Internal Combustion Engines

Sean Cassady
December 10, 2016

Submitted as coursework for PH240, Stanford University, Fall 2016


Fig. 1: Otto Cycle for a Spark-Ignition Engine. [2] (Source: S. Cassady)

The Internal Combustion Engine is one of the most important inventions in human history. It has revolutionized travel by car, by train, by boat and by air. There are two primary types of internal combustion (IC) engines: intermittent and continuous combustion engines. A four-stroke piston engine, for example, is an intermittent IC engine, while a gas turbine engine uses continuous combustion. IC engines utilize the combustion of fuel with an oxidizer to convert chemical energy into sensible energy and work. After ignition, the high-temperature gas exerts force on the piston or turbine as it expands, yielding useful work. The basic exothermic hydrocarbon combustion reaction (in air) can be written [1]

Cx Hy + w O2 + 3.76 w N2 → a CO2 + b H2O + c O2 + d N2 + ε

where w, a, b, c and d represent molar coefficients that depend on the specific hydrocarbon reactant and the amount of air present, the reactants wO2 + 3.76wN2 represent engineering air, and ε represents energy. [1] However, in practice, carbon dioxide, nitrogen, and oxygen are not the only products of combustion. Species such as nitric oxide (NO), nitrogen dioxide (NO2), and carbon monoxide (CO) are also common products of the reaction, and can be found in the exhaust gas of IC engines. [1] A brief look at two IC engines is presented here: a spark-ignition piston engine, and a gas turbine jet engine.

Spark Ignition Engine

The thermodynamic Otto cycle describes the ideal spark ignition engine. The fuel-air mixture is drawn into the piston at constant pressure (1-2), and is then compressed isentropically until the piston reaches top dead center (2-3). The spark ignition of the mixture is modeled as a constant volume heat addition into the working fluid (3-4), which then expands isentropically (4-5) until it reaches bottom dead center (BDC). At BDC, heat is rejected at constant volume, and the exhaust gas is then expelled at constant pressure. A schematic of the Otto Cycle is shown in Fig. 1. The ideal work output of the cycle is the area enclosed by the process path.

In a real spark-ignition engine, the idealized constant volume heat addition is replaced by the combustion of fuel. In order to approach ideal conditions, current research looks to homogenize the fuel mixture in the combustion chamber, as well as study the ignition delay time, flame propagation, and other combustion characteristics.

Gas Turbine Engine

Fig. 2: Brayton Cycle for a Gas-Turbine Engine. [2] (Source: S. Cassady)

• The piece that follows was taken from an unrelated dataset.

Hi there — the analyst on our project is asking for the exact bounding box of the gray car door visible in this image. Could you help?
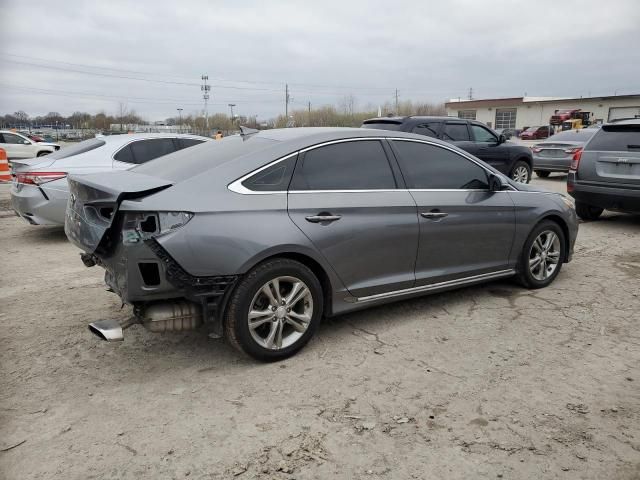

The gas turbine engine is ideally modeled by the Brayton thermodynamic cycle. [2] Air enters through the inlet, is compressed isentropically (1-2), and mixed with fuel. [2] Heat is added at constant pressure in a process that models the ideal combustion of the fuel (2-3), and the gas expands adiabatically through the nozzle (3-4). [2] The process is shown in Fig. 2. As with the Otto cycle, the ideal work output is the area enclosed by the process path.

A real gas turbine engine contains an inlet, compressor, combustor, turbine, and nozzle. [3] The turbine is connected to the compressor so that gas moving through the turbine drives the compression stage of the engine. [3] Air enters through the inlet and feeds into the compressor. The compression often occurs in multiple stages. Once compressed, the air is mixed with fuel and enters the combustion chamber. [3] The high-temperature gas rushes through the turbine and expands through the nozzle. [3] The entire process occurs continuously, with gas flowing through the engine without interruption. [3]


A thermodynamic analysis of spark-ignition and gas turbine engines reveals the general processes by which each convert chemical potential energy into propulsive work. Understanding the real chemical reactions at work inside the engines give insight into the combustion process itself, and formation of toxic and environmentally harmful gases. Improvements in efficiency and emissions reduction will require innovative research with a deep grasp of the thermodynamic and gas dynamics involved in internal combustion engine systems.

© Sean Cassady. The author grants permission to copy, distribute and display this work in unaltered form, with attribution to the author, for noncommercial purposes only. All other rights, including commercial rights, are reserved to the author.


[1] K. Wark, Advanced Thermodynamics for Engineers (McGraw-Hill, 1995), Ch. 10.

[2] Y. Cengel and M. Boles Thermodynamics: An Engineering Approach, 7th Edition (McGraw-Hill, 2011), Ch. 9.

[3] S. Farokhi, Aircraft Propulsion, 2nd Edition (Wiley, 2014), Ch. 4.